What do you do when your one hit is a show your father produced and you've slipped past the D list? Make a show about making fun of yourself, of course. "So Notorious" (which is actually called, "So NoTORIous", but I'm going to call it "So Notorious", because I think everyone already gets the joke) features Tori Spelling as Tori Spelling, an actress whose one high note (and, as noted in the commentary for "Beverly Hills, 90210", Spelling's Donna Martin was originally a minor character who was supposed to have a few lines an episode) has long since past. Now, in this fictional take on Spelling's life after "90210", she finds herself chasing after roles in Soderberg flicks and ending up in direct-to-DVD movies not ready for Lifetime.

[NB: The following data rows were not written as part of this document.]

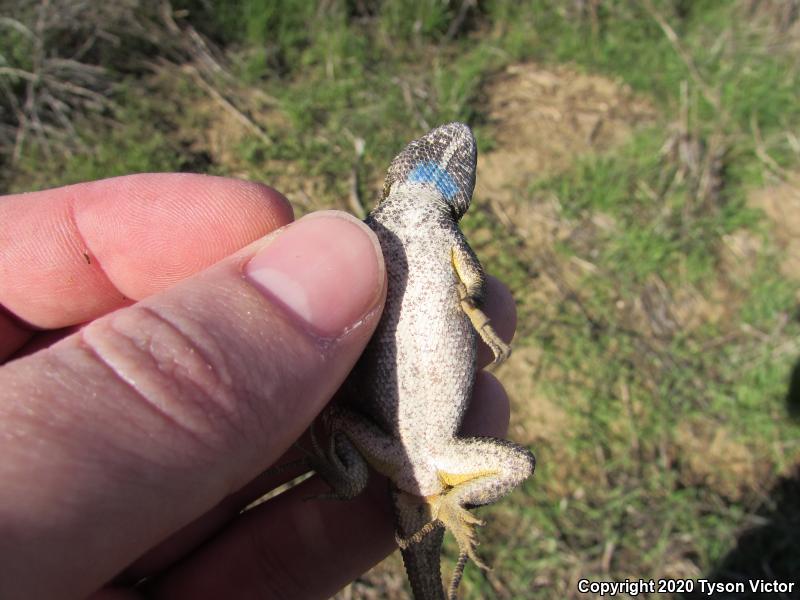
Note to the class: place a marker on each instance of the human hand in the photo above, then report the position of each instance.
(162, 353)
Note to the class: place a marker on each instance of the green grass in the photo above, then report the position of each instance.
(646, 378)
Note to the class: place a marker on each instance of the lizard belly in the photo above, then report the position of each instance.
(428, 348)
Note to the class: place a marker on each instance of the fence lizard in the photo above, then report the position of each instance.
(409, 391)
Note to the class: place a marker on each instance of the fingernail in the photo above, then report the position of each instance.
(326, 270)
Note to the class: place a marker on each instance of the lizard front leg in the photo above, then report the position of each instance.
(353, 443)
(470, 293)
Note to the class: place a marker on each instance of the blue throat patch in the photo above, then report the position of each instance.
(430, 172)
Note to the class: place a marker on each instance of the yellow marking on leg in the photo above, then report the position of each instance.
(452, 480)
(470, 284)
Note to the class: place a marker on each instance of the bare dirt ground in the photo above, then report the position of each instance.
(541, 120)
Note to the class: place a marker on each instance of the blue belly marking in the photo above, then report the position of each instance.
(430, 172)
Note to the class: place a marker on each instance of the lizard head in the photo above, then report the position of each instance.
(444, 159)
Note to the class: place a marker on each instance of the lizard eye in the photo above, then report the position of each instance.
(444, 157)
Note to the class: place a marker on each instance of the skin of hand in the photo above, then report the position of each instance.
(166, 338)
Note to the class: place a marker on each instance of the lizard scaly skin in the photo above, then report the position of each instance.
(410, 389)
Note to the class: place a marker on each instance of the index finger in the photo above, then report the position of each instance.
(74, 253)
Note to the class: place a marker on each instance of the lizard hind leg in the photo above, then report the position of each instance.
(475, 472)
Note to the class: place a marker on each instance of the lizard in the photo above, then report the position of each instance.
(408, 392)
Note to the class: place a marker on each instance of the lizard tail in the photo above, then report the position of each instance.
(420, 539)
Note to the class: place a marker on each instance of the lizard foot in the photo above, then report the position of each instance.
(500, 349)
(461, 523)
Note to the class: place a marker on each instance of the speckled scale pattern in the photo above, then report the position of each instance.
(410, 389)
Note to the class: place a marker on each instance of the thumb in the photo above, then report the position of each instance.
(118, 435)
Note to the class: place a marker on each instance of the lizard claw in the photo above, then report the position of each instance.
(461, 523)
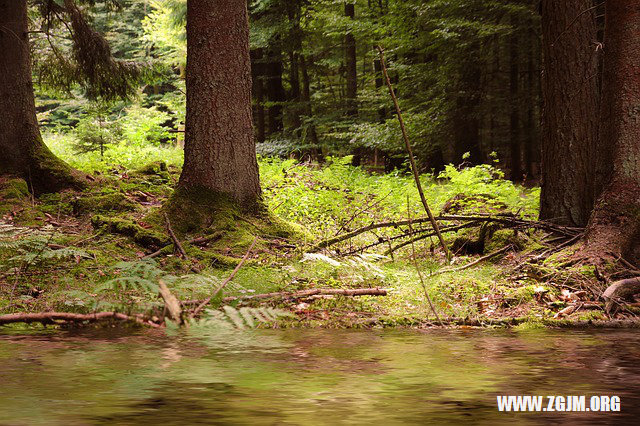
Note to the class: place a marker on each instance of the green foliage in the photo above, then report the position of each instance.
(95, 131)
(142, 127)
(118, 156)
(339, 196)
(23, 248)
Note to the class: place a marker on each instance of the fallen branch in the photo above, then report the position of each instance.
(508, 221)
(225, 282)
(200, 241)
(171, 302)
(55, 317)
(479, 260)
(414, 167)
(176, 242)
(313, 292)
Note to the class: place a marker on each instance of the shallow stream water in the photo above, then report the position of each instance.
(309, 377)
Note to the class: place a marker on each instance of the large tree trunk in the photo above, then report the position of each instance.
(614, 228)
(219, 150)
(570, 115)
(22, 151)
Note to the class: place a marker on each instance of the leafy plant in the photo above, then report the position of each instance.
(23, 248)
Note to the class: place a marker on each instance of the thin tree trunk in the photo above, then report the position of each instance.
(220, 152)
(22, 151)
(570, 115)
(465, 117)
(275, 90)
(257, 74)
(514, 119)
(351, 62)
(615, 224)
(307, 107)
(531, 145)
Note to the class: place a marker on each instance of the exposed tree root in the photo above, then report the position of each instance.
(619, 291)
(65, 317)
(313, 292)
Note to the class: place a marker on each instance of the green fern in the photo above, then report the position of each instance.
(31, 247)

Each episode has Spelling and her fictional friends - such as gay friend Sasan (Zachary Quinto) and pal Janey (Brennan Hesser) - getting into various mix-ups, like spending an entire night trying to get her Blackberry back from a kid who's managed to get his hands on it and is now taunting her from elsewhere in L.A. In another episode, a new boyfriend turns out to be a member of a cult. One episode has Tori under the belief that her mother is using voodoo to ruin her life.
The series doesn't exactly start off on the right foot with the pilot episode, but things start to pick up slowly in the episodes after. The show's issue is that, for every moderately clever little bit, the show offers up a gag that's a little too easy and a little too slapsticky. Thankfully, the series actually does manage to keep the whole idea from getting repetitive, as it potentially could have gotten tired after a few episodes. The running gag of legendary producer Aaron (who is only heard by phone in the series, in a nod to Spelling's "Charlie's Angels") offering his daughter roles on his latest shows ("I hear they need a new witch on 'Charmed',", he notes.) get a laugh each time.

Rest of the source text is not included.